Mon expérience de la rencontre avec le Pape avec les Supérieures générales (12/05/16)
Le jeudi 12 mai, nous avons eu une audience programmée par la UISG (Union Internationale des Supérieures Générales) dans le cadre de l’Assemblée générale qui a lieu tous les trois ans.
Je suis sortie vraiment impactée par la profondeur de cette personne, le pape François, et dans l’admiration aussi, à le voir là pour nous, pour toute l’Eglise, avec cette simplicité qui le caractérise.
J’ai été impressionnée de le voir ainsi devant nous, nous écoutant avec une ouverture considérable et avec attention, assis tranquillement pendant une heure et demie, devant une présence massive de personnes enthousiasmées de pouvoir être reçues par lui en audience. Jusqu’à de l’affection était perceptible dans son accueil de nos questions et dans son désir de répondre.
Sa rencontre avec nous a eu un ton différent des précédentes auxquelles j’avais participé et où il nous avait parlé. Le ton sur lequel il nous a parlé était émouvant par sa proximité. A tout moment il s’est situé comme quelqu’un de disposé à apprendre, à accueillir, à prendre en compte ce qui venait de nous. Son attitude m’a interpelée pour sa saveur typique d’évangile.
L’audience a été centrée sur les questions que les différentes constellations de la UISG avaient préparées et envoyées trois mois à l’avance. Il n’y a pas eu d’autre intervention que celle du dialogue avec nous à partir de nos propres questions, qu’il a désiré entendre lire en public. Ces questions avaient rapport à la place de la femme dans l’Eglise, son rôle, ses possibilités, ses relations avec la hiérarchie aux différents niveaux (curés, évêques…), son positionnement comme vie religieuse, les lieux de pauvreté où les sœurs sont présentes.
Bien que les questions aient été diverses, et que le dialogue ait passé d’un aspect à l’autre, j’ai trouvé dans les réponses du pape un fil conducteur, un message central concernant l’essentiel de notre vocation dans le contexte de notre monde actuel, et notre place dans l’Eglise. J’ai entendu son appel à ce que nous soyons des médiatrices de communion en tant que femmes, son appel à vivre le discernement dans la prière avant la prise de décisions et leur mise en œuvre. J’ai relevé l’importance de vivre la pauvreté selon le charisme. “L’argent n’est jamais une solution pour les affaires spirituelles.” “La décadence commence quand la pauvreté fait défaut.”
Le pape nous a redit que sans les femmes il n’y aurait pas d’Eglise. Que lui manquerait-il ? : Marie et l’Esprit Saint, la Pentecôte. Nous sommes l’icône de Marie, celle qui a toujours été là ; et nos possibilités sont grandes pour tout ce que signifie le fait de prendre soin, qualités de la maternité. La perception de la femme est différente de celle de l’homme. Sans la perception des femmes, les décisions dans l’Eglise ne seraient pas adéquates.

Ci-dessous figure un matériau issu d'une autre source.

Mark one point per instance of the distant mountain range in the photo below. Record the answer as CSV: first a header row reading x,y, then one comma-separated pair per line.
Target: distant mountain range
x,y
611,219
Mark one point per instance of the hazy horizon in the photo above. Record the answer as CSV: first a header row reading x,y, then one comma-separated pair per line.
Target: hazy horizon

Quelle place occupons-nous à la Congrégation des religieux ? Il paraît normal au pape, et un droit pour nous, de participer dans ce contexte où sont prises des décisions sur la vie religieuse apostolique féminine. Il s’informera sur les procédures actuelles et interviendra pour que les femmes consacrées y aient leur place. Il dit que la présence de la femme consacrée dans les décisions qui la concernent est un droit et non une concession.

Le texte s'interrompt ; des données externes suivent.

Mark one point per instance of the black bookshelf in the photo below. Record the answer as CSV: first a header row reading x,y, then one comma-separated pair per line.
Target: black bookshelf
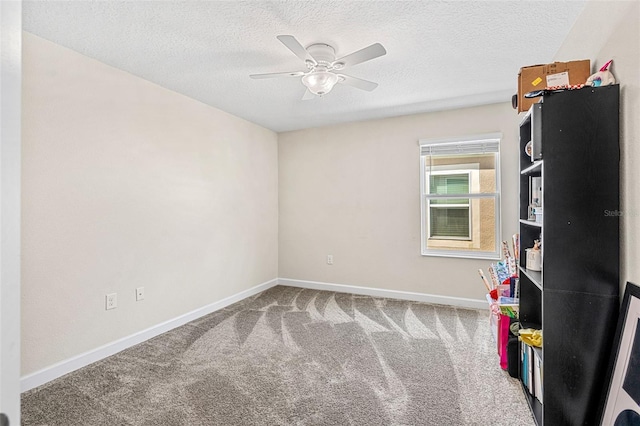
x,y
574,299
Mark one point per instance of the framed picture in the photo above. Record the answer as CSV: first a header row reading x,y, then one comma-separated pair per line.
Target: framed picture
x,y
622,404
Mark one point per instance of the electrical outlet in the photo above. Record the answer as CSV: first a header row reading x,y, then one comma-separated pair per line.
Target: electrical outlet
x,y
112,301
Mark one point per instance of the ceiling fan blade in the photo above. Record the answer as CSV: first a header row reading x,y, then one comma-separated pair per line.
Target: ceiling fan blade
x,y
357,82
308,95
295,46
278,74
362,55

Un autre point central de son message est l’appel au discernement. Pour la prise de décisions entre nous et dans l’Eglise, le pape nous rappelle le texte des Actes des Apôtres où il est dit “L’Esprit saint et nous-mêmes avons décidé” (Ac 15,28). Le pape nous rappelle et partage avec nous que les décisions doivent être prises avec beaucoup de prière pour qu’il y ait un vrai discernement. L’aide et le dialogue avec des personnes compétentes pour discerner sont également nécessaires.
Il lui a été exposé que d’être près des derniers, engagées dans le social, fait qu’on dise parfois aux sœurs qu’il vaudrait mieux pour elles plus de mystique et moins de communisme. Y compris avec des dénonciations envers des sœurs qui ont pris parti pour les pauvres. Le pape nous dit que l’important est d’aller de l’avant, suivant notre vocation d’être avec les pauvres, de vivre l’évangile, même si cela nous conduit à la dernière béatitude, celle de la persécution. Il nous faut être disposées à passer par là, sans faire marche arrière.
Le pape partage avec nous ses propres questions, recherches et intuitions. La parole "leadership" (*) ne lui plait pas car il craint que s’infiltre en elle une vision mondaine ou séculière et il insiste sur le fait que notre manière d’exercer l’autorité est celle du service. Il a même utilisé le terme de pasteur qui prend soin de ses brebis. Il s’est situé comme celui qui partage cette tâche avec nous…
Il nous conduit à des aspects concrets du service dans la vie religieuse et dit qu’il y a deux dangers : le féminisme et la servilité. Le service n’est pas servilité. Nous devons être claires là dessus et ne pas nous laisser entraîner. Il nous alerte contre le cléricalisme si étendu dans l’Eglise. Nous ne devons pas passer par là. Il nous exhorte à écouter beaucoup les sœurs aînées, elles sont les piliers qui ont construit les congrégations avec leurs vies ; elles peuvent dire des paroles de sagesse et il est bon de les écouter beaucoup. De même, il a parlé de la pauvreté comme d’un pilier indispensable et a été jusqu’à dire que le diable se faufile par la bourse et que lorsqu’il y a un échec dans d’autres domaines, comme cela peut arriver au niveau de la vocation, il peut y avoir une tendance à amasser de l’argent pour une plus grande sécurité, en justifiant cette posture par les nécessités économiques qui se présentent avec le vieillissement. Il en appelle à une vie sobre, sainement sobre, non à une vie misérable et demande que si une congrégation se trouve dans la nécessité, elle s’adresse à son évêque.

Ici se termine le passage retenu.